Die Krähe landete krächzend vor mir.
„Verschwinde“, sagte ich unwirsch. Es klang ebenfalls wie ein Krächzen. Der Vogel blieb sitzen und starrte mich aus seinen schwarzen Augen an. Er legte den Kopf schief.
„Ich bin keine Mahlzeit für dich!“ Wenn ich das Federvieh recht betrachtete, so war es keine Krähe, sondern ein Rabe. Er war deutlich größer als die Vögel, die auf den Feldern in meiner Heimat Helmstadt herumgehüpft waren. Und er hatte einen imposanten Schnabel, den er zu einem langgezogenen Krächzen öffnete. Ich schauderte, griff nach einem Stein und warf ihn in Richtung des Vogels. Er wich geschickt aus und setzte sich ein paar Schritte entfernt auf einen Felsbrocken, um mich weiter zu beobachten.
Ich beschloss, das Tier zu ignorieren und sah mich um. Ich lag am Rande eines Sumpfes, in der anderen Richtung erstreckten sich Wiesen. Von meinem Pferd und von dem Geisterwesen keine Spur. Ich verfluchte beide. Mit zitternden Fingern öffnete ich mein Hemd. Ein kinderkopfgroßer, blau-roter Abdruck verzierte die Herzseite meines Oberkörpers.
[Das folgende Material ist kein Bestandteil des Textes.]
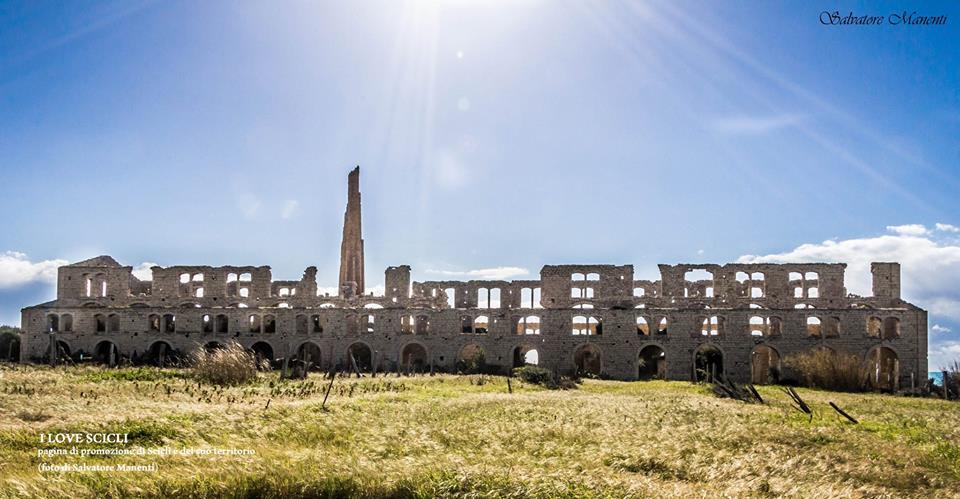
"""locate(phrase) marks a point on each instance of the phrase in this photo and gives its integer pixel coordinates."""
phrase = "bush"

Es dauerte einige Zeit, bis ich es schaffte, aufzustehen, stets beäugt von dem Raben. Jeder Schritt war eine Qual, aber ich konnte schlecht mitten in der Wildnis liegen bleiben. Nur Johannes wusste, wo ich war. Und ob der Mönch wirklich auf mich gewartet hatte, bezweifelte ich. Meine Eltern wähnten mich an der Universität, und noch stand ich bei niemandem in Lohn und Brot, der mich vermissen würde. Mein Plan war gewesen, bis Leipzig zu reisen und mich an der Universität zu bewerben. Kurz hatte ich mit dem Gedanken gespielt, die Universität in Mainz aufzusuchen, hatte das jedoch wieder verworfen. Diese Lehranstalt erschien mir zu jung, sie war erst ein paar Jahre vor meiner Geburt entstanden und schien mir nicht angemessen. Vielleicht würde ich später noch einmal dorthin gehen. Im Gegensatz zu anderen Gelehrten vertrete ich die Meinung, dass es für einen Philosophen und Doktoren angemessen ist, viel von der Welt zu sehen. Ich bin eben von Natur aus neugierig – was mir nun zum Verhängnis geworden war.
Ich schlug die Richtung ein, aus der ich gekommen zu sein glaubte. Zu meinem Glück fand ich einen Stock, auf den ich mich stützen konnte. Je länger ich lief, desto leichter fiel es mir, und ich war guten Mutes, das Dorf Marköbel trotz meiner Verletzungen bald zu erreichen. Ich fand die Straße wieder, die mir bei Tageslicht weitaus schmaler und schlechter vorkam als am Abend zuvor.
Mit einem leisen Krächzen landete der Rabe auf dem Weg, den ich unschlüssig betrachtete. „Du bist ja immer noch hier. Ich sagte doch, dass ich keine Mahlzeit bin.“ Ich deutete auf den Weg. „Das soll die Via Regia sein? Sie ist nicht gepflastert, nicht einmal befestigt. Das ist ein besserer Trampelpfad.“ Der Rabe legte den Kopf schief. Er hüpfte ein paar Schritte auf dem Weg. Ich seufzte und ging weiter.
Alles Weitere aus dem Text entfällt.